Is ‎$‎f‎$‎ ‎monotone ‎when ‎$‎f‎$ ‎is ‎concave?‎

Question

‎Let ‎$‎f:[1, +‎\infty‎)‎‎‎\rightarrow‎‎\mathbb{R}$ ‎be a‎ ‎concave ‎function. Suppose‎ $‎F:[1, +‎\infty‎)‎‎\rightarrow‎‎\mathbb{R}‎$ is a primitive function of ‎$‎f‎$‎. My ‎questions ‎are‎:‎

‎‎ ‎(a) ‎‎What other condition is required to ‎monotone ‎‎$‎f‎$‎‎?‎

‎ ‎ ‎(b) Is $‎‎‎F‎$‎ concave‏?

‎‎‎‎I‎ ‎know ‎that,‎ ‎suppose $f$ is differentiable on $(a‎, ‎b)$‎. ‎Then $f$ is concave if and only if $f^\prime$ is decreasing. Also, ‎‎$‎f‎$ ‎is ‎concave, ‎then ‎‎for any ‎$‎x‎$‎ and ‎$‎y‎$‎ in the interval and for any ‎$‎\alpha \in [0,1]‎$‎‎‎ ‎ ‎‎$‎f(‎\alpha x ‎‎+ ‎(‎1 - ‎\alpha‎)y) ‎\geq ‎‎\alpha ‎f(x) +‎ ‎‎‎(‎1 - ‎\alpha‎)f(y)‎$‎.

Answer 1

For a), you can use something along those lines:

$$\lim_{x \to -\infty} f^\prime(x) < 0$$

Having that and concavity $f^{\prime\prime}(x) < 0$, you can easily conclude that $f^\prime(x) < 0$, so f is a decreasing concave function.

There's also the symmetric case, which yields an increasing concave function: $$\lim_{x \to \infty} f^\prime(x) > 0$$

Answer 2

For (a), I don't think a simple answer exists. Concavity and monotonicity are fairly unconnected properties.
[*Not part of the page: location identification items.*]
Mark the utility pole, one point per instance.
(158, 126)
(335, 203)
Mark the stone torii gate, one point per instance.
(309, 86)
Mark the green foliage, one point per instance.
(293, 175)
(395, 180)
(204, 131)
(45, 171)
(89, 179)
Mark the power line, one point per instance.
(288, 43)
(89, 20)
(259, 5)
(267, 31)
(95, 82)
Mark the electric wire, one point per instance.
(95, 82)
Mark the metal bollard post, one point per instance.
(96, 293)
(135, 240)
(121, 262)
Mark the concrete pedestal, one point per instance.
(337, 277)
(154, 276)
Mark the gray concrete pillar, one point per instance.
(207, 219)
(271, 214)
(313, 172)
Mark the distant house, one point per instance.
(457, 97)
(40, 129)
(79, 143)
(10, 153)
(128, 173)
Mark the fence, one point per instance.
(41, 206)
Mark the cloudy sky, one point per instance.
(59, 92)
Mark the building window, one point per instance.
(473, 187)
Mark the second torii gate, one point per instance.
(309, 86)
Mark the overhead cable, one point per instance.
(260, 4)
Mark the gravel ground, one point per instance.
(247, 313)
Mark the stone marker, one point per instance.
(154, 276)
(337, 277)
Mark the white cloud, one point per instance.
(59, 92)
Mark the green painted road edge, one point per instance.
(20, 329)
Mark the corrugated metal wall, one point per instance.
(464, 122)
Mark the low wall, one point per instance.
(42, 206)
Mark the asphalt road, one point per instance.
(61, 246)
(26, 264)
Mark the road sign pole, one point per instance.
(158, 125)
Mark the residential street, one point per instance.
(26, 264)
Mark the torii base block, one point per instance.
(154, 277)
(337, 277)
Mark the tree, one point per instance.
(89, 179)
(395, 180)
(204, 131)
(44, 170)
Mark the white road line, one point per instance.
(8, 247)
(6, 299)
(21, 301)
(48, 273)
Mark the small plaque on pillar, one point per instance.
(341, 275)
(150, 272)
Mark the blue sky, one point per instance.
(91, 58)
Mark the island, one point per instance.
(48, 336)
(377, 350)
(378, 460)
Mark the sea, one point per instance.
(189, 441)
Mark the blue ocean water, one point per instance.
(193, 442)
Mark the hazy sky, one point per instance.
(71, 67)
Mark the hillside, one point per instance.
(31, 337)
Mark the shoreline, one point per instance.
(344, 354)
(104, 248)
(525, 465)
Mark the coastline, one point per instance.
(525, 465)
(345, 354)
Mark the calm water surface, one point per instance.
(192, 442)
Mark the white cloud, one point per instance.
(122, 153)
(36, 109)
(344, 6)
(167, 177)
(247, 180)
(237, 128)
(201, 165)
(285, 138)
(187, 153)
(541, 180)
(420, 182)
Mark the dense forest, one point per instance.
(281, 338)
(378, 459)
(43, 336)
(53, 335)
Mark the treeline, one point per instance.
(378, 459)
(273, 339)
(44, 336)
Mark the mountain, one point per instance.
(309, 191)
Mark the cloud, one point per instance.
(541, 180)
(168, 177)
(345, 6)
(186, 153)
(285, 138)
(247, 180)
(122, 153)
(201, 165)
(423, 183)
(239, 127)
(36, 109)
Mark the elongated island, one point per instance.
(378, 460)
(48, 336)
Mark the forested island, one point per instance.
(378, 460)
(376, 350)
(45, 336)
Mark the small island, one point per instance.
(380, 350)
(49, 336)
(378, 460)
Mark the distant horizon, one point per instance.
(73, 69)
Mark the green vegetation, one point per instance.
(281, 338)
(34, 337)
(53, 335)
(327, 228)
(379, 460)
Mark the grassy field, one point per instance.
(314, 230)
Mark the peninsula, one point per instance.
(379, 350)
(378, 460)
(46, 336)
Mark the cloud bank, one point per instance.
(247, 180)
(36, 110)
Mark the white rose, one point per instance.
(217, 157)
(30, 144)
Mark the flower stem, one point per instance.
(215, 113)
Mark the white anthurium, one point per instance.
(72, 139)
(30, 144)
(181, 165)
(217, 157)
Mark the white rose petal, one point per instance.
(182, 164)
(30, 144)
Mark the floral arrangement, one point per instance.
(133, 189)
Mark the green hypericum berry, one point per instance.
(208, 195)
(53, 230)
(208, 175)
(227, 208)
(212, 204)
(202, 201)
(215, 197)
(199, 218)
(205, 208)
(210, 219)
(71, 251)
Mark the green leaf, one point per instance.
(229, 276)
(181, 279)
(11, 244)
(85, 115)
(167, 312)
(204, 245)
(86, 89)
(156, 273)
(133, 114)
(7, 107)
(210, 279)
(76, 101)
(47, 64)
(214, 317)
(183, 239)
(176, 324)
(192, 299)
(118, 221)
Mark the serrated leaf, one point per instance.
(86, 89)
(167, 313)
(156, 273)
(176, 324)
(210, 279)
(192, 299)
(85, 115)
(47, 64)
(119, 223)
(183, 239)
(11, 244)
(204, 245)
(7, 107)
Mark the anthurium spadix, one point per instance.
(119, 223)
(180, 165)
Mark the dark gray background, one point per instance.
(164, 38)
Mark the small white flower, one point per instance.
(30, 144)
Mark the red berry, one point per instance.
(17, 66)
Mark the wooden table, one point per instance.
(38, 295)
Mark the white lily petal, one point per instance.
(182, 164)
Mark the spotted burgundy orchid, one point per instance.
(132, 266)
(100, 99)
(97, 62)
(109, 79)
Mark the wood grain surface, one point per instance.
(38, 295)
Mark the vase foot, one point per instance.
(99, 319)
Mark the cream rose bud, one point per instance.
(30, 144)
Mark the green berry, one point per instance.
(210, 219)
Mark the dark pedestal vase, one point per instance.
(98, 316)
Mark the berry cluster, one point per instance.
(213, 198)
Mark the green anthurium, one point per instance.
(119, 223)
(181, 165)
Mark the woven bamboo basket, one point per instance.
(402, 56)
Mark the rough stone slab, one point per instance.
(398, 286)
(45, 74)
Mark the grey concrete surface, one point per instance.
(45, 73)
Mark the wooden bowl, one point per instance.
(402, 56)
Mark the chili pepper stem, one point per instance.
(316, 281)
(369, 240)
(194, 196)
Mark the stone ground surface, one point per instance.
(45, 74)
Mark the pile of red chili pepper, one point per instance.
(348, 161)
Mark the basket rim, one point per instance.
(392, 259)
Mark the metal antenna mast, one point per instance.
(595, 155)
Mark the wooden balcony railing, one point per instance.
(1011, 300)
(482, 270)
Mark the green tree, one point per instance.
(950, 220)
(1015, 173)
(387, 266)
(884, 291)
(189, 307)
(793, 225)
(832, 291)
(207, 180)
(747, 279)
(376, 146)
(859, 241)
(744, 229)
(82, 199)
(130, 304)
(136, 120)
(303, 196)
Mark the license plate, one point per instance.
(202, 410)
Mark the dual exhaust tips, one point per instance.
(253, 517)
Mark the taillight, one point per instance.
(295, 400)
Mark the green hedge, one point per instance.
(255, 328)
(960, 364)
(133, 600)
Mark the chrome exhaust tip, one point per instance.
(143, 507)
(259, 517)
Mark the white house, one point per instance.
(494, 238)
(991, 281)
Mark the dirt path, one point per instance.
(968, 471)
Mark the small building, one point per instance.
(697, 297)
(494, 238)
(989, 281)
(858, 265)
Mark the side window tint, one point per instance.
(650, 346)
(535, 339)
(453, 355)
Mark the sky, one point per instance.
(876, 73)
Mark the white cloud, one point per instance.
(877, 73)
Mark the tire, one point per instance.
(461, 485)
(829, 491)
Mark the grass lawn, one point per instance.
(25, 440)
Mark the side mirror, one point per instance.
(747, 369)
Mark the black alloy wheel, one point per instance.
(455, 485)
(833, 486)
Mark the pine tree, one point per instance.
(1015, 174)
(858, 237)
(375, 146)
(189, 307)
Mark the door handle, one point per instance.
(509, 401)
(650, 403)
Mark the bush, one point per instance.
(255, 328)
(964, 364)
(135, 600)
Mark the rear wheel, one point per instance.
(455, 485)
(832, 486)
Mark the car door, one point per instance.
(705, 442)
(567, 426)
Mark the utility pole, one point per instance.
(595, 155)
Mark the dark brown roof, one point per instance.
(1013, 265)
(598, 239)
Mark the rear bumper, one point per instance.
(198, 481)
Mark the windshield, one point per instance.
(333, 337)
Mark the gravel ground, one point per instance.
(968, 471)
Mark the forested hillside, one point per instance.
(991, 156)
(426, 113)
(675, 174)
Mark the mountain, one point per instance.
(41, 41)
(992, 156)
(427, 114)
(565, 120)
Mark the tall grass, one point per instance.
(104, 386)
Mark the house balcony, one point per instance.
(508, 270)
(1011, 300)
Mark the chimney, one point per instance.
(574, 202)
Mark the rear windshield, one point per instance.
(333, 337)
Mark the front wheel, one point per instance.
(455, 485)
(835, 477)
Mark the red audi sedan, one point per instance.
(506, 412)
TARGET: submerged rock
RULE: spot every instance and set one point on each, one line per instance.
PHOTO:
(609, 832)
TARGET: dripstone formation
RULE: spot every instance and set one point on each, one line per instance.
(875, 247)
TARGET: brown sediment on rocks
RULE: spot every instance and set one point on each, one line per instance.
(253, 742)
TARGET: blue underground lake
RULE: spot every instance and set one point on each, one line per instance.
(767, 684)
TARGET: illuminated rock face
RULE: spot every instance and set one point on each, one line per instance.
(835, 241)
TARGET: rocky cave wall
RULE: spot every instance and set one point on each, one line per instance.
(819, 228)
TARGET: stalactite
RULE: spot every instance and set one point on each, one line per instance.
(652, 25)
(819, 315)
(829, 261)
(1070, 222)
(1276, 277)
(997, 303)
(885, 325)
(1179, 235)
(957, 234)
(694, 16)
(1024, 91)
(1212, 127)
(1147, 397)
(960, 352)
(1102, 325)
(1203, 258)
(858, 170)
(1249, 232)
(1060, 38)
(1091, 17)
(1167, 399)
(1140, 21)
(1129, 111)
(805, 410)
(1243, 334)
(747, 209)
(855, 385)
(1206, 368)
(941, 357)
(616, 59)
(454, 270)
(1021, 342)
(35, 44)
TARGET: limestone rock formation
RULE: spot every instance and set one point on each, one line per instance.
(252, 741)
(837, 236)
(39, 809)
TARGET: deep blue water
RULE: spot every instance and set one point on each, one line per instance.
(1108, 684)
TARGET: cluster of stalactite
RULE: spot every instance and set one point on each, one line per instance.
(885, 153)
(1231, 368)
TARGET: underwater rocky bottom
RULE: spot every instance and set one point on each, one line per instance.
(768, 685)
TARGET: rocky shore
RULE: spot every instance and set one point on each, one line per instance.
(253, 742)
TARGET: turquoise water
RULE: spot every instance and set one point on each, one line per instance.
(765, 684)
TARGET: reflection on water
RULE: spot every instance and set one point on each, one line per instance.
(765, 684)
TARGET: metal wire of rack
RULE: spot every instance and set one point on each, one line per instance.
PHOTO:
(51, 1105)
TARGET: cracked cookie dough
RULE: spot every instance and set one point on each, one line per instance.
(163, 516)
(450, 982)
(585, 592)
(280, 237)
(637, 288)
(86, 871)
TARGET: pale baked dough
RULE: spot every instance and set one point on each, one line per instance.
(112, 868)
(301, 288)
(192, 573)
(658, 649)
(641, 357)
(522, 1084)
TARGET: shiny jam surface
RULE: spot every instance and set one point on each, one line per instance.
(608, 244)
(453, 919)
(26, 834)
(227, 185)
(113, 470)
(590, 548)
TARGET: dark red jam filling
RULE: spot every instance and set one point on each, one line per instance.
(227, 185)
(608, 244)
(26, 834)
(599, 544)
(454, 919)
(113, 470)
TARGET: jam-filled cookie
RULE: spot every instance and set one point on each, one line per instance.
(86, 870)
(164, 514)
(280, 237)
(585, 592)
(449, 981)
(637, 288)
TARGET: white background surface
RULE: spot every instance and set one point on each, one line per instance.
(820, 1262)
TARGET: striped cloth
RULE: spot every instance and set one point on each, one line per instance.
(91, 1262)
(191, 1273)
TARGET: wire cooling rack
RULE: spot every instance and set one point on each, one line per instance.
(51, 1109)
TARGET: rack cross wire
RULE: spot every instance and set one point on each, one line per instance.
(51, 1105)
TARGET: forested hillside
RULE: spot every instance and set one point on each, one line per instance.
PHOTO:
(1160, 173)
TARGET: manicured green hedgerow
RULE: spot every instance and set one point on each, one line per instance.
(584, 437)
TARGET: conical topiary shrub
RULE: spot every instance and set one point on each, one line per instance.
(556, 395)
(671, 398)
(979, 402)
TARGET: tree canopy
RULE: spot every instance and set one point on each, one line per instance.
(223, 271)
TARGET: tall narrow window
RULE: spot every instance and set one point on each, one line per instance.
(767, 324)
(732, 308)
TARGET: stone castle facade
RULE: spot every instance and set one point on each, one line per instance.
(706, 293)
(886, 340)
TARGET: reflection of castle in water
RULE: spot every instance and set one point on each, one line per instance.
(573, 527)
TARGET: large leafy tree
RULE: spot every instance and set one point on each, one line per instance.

You can have concave monotone, concave non-monotone, non-concave monotone or non-concave non-monotone functions.

For (b), the answer is a simple no. For example, $f(x)=-3(x-5)^2$ is a concave function, however its integral, $F(x)=-(x-5)^3$, is not a concave function.